Modern nanotechnology research generates rapidly growing collections of experimental data on physical, chemical, and biological properties of nanomaterials. Projects such as nanoHUB,1 caNanoLab,2 or Nanomaterial Registry,3 have been developed predominantly by using manual data collection and curation efforts. Significant investment has been made in nanotechnology and many well-funded nanoscience research laboratories (for instance, hundreds of projects in nanotechnology have been funded by the NIH per NIH Reporter, https://projectreporter.nih.gov/). In contrast, the size of the current nanomaterials databases remains relatively small, with a few thousands of entries at best. This observation reflects a known discrepancy between data generated in the researchers’ laboratories and those available from electronic repositories; indeed, it has been estimated that as little as 12% of research data across biomedical domain have been deposited in electronic databases.4
Due to the diversity of nanomaterials and lack of current practices and tools for data sharing by direct deposition, current nanomaterial databases are not only small but also they often lack standards in the types of nanomaterials properties collected and systematically represented. This gap between data generation and shared data access calls for urgent actions to standardize, structure, and facilitate data collection and deposition into public databases. We argue that the concerted effort between research community, funding agencies, and journal publishers is needed to substantially increase the flow of data into public databases. Furthermore, this effort should be guided by the principles of data science as applied to nanomaterials research. We posit that the growth of publicly accessible databases will stimulate knowledge-based rational design of novel MNPs using nanomaterial modeling and informatics approaches.
Data science and data cycle of nanomaterials.
The power of data to catalyze new, rationally designed studies, which is the essence of data science (https://datascience.nih.gov/), requires deep understanding of all aspects of data flow, including initial generation, curation, sharing, organization, and predictive analytics to guide new experiments.

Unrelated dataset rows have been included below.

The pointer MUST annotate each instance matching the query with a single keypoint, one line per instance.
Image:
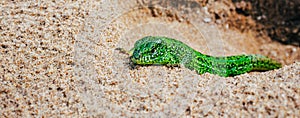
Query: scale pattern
(156, 50)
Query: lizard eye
(136, 54)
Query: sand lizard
(167, 51)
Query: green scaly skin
(166, 51)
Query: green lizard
(167, 51)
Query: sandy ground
(59, 59)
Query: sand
(59, 59)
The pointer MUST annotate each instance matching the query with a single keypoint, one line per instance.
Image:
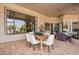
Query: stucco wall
(6, 38)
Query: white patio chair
(33, 41)
(28, 38)
(49, 42)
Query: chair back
(33, 40)
(28, 37)
(50, 39)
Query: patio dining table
(41, 38)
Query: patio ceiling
(52, 9)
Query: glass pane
(10, 20)
(20, 26)
(10, 28)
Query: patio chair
(33, 41)
(28, 38)
(49, 42)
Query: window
(18, 23)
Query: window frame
(5, 27)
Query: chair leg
(48, 48)
(33, 47)
(52, 47)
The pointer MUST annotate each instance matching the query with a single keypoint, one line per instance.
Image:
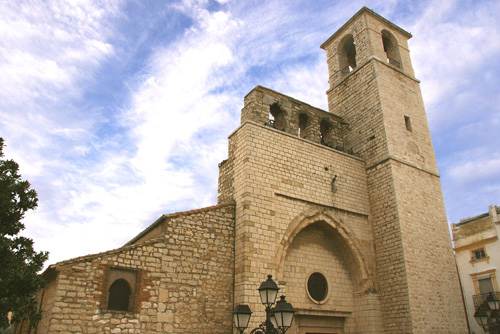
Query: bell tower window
(391, 49)
(277, 117)
(119, 295)
(303, 123)
(325, 128)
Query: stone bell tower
(344, 207)
(374, 89)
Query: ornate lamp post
(278, 319)
(488, 312)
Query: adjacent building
(477, 252)
(343, 207)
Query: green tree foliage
(19, 262)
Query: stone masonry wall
(185, 282)
(257, 108)
(277, 178)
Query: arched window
(325, 128)
(391, 49)
(303, 123)
(119, 295)
(277, 117)
(347, 54)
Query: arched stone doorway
(318, 244)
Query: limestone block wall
(424, 232)
(184, 282)
(319, 126)
(400, 100)
(282, 184)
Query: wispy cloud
(118, 113)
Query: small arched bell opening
(391, 49)
(119, 295)
(277, 117)
(347, 54)
(325, 129)
(303, 124)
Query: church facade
(343, 207)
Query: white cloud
(182, 105)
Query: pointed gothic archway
(345, 238)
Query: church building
(343, 208)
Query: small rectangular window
(408, 123)
(478, 254)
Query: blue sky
(119, 111)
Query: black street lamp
(278, 319)
(487, 312)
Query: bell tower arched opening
(347, 54)
(391, 48)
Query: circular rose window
(317, 287)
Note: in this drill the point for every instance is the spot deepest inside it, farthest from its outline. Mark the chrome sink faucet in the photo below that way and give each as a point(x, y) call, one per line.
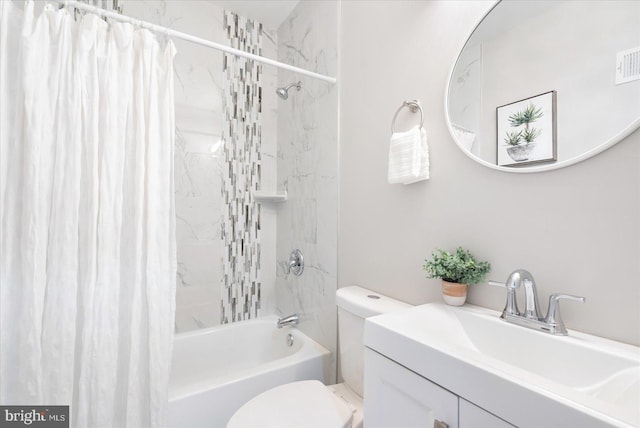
point(531, 317)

In addition to capturing key elements of this data flow, the nanomaterials data cycle (Figure 1) emphasizes the dual role of experimental scientists as both data depositors and beneficiaries of the integrated data collections and models. However, it also underlines the critical role of databases as unifying engines of research progress5 that reflect best practices and approaches to data generation, organization, and modeling, and at the same time bring together experimental and computational scientists. Below, we review the key elements of the modern nanomaterial data cycle and emphasize the need to transform current practices in data collection to enrich nanomaterial databases (by tedious processing of published scientific literature) to community-driven direct deposition of research data into shared databases. We argue that such direct deposition would promote data sharing and dissemination in fulfillment of funding agencies’ requirements and provide data-driven support for experimental research.

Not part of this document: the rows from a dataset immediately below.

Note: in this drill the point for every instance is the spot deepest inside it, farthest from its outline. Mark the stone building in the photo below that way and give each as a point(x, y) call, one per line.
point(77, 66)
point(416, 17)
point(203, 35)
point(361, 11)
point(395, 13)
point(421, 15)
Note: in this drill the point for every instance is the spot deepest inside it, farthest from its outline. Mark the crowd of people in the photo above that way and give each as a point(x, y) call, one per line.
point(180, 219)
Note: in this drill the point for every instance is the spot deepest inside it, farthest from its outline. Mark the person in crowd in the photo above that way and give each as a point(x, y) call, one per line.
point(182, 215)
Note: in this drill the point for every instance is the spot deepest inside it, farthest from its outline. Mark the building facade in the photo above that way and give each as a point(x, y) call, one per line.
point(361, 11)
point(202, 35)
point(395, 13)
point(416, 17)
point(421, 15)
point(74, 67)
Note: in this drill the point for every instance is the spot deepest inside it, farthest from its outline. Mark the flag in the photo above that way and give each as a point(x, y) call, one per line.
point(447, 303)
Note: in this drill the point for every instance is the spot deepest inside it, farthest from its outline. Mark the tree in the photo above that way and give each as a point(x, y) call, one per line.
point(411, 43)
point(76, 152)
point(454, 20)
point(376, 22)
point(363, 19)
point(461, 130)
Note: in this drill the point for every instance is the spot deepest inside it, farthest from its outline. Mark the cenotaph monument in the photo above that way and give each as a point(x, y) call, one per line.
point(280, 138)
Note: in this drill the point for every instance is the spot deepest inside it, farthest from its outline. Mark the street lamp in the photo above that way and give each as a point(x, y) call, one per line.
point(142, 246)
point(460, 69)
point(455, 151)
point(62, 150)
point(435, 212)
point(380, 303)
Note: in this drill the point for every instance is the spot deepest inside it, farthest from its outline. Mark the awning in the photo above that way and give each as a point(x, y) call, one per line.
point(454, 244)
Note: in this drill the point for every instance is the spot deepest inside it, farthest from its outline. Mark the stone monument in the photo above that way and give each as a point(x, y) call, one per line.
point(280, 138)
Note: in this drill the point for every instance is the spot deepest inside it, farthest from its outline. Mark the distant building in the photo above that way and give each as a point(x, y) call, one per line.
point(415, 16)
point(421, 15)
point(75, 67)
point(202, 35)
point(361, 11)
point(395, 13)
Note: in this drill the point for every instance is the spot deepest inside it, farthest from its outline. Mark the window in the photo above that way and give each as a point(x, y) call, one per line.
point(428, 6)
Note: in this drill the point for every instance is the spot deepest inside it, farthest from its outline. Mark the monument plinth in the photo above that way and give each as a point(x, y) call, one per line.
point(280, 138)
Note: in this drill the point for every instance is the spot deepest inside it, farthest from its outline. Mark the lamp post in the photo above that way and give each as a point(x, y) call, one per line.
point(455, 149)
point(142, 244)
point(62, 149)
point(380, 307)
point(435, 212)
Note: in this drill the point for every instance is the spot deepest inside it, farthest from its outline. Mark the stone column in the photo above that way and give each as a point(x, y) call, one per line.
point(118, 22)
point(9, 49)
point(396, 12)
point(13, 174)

Growth of nanomaterials databases, data sharing, and reproducibility crisis
The organized push to structure nanomaterial data has a relatively short history illustrated by the efforts on the part of the National Institutes of Health (NIH) to create curated databases for storing the emerging research results. First came caNanoLab, which was initiated in 2007 (https://cananolab.nci.nih.gov), followed by the formation of the Nanotechnology Working Group in 2008 (https://nciphub.org/groups/nanowg). This initial activities were followed by formulating ‘minimal information about nanomaterials’ (MIAN) ontology6 and the construction of the Nanomaterial Registry (https://www.nanomaterialregistry.org/) in 2010 and the ASTM guideline for nanomaterial data structuring in ISA-TAB-Nano’s template becoming available in 2013.7 In parallel, a Unified Descriptor System8 and ontologies9 have been constructed that would render any collation of data searchable and available for tool development or overlay to extract important metadata regarding questions of importance to the scientific community. Many researchers working in the area of nanomaterial informatics have joined the NCI caBIG Nanotechnology Working Group (https://nciphub.org/groups/nanowg) to develop common formats and ontology (see http://www.nano-ontology.org/) for diverse nanomaterials. The ISA-TAB-Nano effort was critical to enable the data accumulation and exchange between different databases.

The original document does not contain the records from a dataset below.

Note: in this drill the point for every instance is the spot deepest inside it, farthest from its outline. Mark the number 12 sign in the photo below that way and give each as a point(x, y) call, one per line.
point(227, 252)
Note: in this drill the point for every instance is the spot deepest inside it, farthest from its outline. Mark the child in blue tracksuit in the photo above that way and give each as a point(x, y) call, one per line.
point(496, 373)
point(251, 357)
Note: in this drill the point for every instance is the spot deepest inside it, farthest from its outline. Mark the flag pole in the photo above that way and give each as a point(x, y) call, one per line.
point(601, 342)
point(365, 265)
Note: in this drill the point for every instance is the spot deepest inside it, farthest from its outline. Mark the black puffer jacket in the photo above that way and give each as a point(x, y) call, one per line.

While the NIH adopted a data sharing policy in 2003, it only started requiring nanomaterials research data deposition in designated registries in 2014. Specifically, a recent request for applications from the National Cancer Institute10 stipulated, for the first time, that all data generated in projects supported by the funded grants should be deposited either into CaNanolab (https://cananolab.nci.nih.gov/caNanoLab/#/) or Nanomaterial Registry (NR; https://www.nanomaterialregistry.org/).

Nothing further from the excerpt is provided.